Files
ostep-projects/concurrency-pzip/README.md
Remzi Arpaci-Dusseau 66ca5a9199 Initial pzip
2018-03-05 11:30:14 -06:00

2.6 KiB

Parallel Zip

In an earlier project, you implemented a simple compression tool based on run-length encoding, known simply as zip. Here, you'll implement something similar, except you'll use threads to make a parallel version of zip. We'll call this version ... wait for it ... pzip.

There are three specific objectives to this assignment:

  • To familiarize yourself with the Linux pthreads.
  • To learn how to parallelize a program.
  • To learn how to program for high performance.

Overview

First, recall how zip works by reading the description here. You'll use the same basic specification, with run-length encoding as the basic technique.

Your parallel zip (pzip) will externally look the same; the general usage from the command line will be as follows:

prompt> ./pzip file > file.z

As before, there may be many input files (not just one, as above). However, internally, the program will use POSIX threads to parallelize the compression process.

Considerations

Doing so effectively and with high performance will require you to address (at least) the following issues:

  • How to parallelize the compression. Of course, the central challenge of this project is to parallelize the compression process. Think about what can be done in parallel, and what must be done serially by a single thread, and design your parallel zip as appropriate.

  • How to determine how many threads to create. On Linux, this means using interfaces like get_nprocs() and get_nprocs_conf(); read the man pages for more details. Then, create threads to match the number of CPU resources available.

  • How to efficiently perform each piece of work. While parallelization will yield speed up, each thread's efficiency in performing the compression is also of critical importance. Thus, making the core compression loop as CPU efficient as possible is needed for high performance.

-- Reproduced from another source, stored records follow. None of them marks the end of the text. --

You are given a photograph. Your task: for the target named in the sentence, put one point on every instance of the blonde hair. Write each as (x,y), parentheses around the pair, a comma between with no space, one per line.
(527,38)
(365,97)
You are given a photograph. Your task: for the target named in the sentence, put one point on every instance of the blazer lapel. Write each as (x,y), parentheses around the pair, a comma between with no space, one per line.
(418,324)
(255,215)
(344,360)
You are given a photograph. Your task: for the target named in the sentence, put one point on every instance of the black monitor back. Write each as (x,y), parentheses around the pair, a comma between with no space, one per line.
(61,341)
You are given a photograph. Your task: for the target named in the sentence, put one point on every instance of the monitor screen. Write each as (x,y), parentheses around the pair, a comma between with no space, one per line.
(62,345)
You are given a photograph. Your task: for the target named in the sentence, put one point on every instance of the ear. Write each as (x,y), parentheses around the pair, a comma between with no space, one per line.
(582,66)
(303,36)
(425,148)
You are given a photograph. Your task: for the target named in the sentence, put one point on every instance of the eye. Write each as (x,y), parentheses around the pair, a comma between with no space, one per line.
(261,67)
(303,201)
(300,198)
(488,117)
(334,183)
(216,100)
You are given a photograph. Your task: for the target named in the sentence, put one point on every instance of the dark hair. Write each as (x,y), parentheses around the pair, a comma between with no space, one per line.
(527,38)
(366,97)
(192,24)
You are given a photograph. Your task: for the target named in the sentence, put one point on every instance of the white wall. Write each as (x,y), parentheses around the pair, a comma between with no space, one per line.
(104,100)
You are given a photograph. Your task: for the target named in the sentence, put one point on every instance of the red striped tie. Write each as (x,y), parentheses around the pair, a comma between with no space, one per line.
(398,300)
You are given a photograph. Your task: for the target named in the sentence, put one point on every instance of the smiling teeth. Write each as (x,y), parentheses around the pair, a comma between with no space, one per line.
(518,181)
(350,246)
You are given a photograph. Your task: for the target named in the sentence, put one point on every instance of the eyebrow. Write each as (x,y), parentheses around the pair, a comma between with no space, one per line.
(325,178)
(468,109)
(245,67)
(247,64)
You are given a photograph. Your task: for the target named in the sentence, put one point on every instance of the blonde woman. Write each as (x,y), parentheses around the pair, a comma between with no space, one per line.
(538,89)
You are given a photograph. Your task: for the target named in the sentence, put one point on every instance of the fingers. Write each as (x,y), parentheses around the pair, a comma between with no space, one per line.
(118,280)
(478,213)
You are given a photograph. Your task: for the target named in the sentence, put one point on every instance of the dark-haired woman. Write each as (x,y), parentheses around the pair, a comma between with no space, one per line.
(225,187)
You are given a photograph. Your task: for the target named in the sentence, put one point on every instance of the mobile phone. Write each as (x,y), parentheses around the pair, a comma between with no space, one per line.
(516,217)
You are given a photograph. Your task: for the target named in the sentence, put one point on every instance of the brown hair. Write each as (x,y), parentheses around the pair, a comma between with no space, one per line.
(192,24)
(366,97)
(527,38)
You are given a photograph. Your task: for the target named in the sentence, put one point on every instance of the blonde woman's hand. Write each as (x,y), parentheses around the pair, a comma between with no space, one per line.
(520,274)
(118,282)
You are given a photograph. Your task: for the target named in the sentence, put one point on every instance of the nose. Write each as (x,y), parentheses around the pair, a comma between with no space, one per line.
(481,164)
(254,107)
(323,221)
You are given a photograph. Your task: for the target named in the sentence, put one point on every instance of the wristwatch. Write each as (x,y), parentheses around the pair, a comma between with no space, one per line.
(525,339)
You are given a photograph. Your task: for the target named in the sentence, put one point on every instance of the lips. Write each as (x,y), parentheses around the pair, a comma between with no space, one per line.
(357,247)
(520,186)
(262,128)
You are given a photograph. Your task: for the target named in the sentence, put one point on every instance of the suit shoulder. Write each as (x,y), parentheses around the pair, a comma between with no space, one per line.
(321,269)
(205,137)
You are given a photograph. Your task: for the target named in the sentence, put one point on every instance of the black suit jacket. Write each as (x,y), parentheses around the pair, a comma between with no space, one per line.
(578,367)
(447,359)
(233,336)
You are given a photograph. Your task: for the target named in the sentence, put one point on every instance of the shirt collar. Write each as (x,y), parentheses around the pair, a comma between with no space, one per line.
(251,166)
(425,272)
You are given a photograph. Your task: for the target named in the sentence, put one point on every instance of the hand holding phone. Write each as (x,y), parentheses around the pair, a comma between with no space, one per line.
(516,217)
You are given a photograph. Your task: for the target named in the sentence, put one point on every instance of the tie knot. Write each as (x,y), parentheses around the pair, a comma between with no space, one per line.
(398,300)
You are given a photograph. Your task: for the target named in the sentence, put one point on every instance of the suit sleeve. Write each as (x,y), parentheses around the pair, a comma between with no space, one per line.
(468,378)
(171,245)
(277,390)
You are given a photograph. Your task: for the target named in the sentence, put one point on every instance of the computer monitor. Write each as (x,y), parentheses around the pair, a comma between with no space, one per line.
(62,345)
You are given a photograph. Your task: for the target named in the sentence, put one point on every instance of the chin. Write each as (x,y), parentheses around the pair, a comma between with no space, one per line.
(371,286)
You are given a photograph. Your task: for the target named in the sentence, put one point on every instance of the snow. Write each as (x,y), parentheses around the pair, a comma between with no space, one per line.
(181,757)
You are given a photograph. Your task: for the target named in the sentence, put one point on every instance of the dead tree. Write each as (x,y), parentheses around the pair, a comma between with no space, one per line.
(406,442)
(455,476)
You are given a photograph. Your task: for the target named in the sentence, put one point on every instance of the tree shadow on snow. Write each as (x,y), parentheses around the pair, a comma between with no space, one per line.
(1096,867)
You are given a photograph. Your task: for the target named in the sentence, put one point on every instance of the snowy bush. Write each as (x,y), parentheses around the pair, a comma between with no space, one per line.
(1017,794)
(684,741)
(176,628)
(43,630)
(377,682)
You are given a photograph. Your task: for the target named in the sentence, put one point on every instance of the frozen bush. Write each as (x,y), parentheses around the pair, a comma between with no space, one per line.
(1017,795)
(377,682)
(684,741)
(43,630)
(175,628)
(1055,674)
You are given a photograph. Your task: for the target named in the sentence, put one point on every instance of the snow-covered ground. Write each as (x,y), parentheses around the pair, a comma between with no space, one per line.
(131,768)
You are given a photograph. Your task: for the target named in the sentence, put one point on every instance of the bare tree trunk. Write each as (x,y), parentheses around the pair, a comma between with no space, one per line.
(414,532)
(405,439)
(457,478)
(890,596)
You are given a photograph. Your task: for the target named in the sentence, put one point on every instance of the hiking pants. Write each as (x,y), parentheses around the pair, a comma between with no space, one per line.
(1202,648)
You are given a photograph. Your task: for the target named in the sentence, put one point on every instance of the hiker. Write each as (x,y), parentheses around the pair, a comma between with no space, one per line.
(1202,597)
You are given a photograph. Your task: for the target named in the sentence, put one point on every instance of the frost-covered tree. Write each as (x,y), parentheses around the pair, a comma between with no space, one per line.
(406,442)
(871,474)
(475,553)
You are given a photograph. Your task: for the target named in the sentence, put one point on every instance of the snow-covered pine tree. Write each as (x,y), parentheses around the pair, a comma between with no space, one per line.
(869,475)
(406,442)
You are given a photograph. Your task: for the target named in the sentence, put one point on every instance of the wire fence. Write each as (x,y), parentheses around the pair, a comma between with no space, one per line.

  • How to access the input file efficiently. On Linux, there are many ways to read from a file, including C standard library calls like fread() and raw system calls like read(). One particularly efficient way is to use memory-mapped files, available via mmap(). By mapping the input file into the address space, you can then access bytes of the input file via pointers and do so quite efficiently.

Grading

Your code will first be measured for correctness, ensuring that it zips input files correctly.

If you pass the correctness tests, your code will be tested for performance; higher performing will lead to better scores.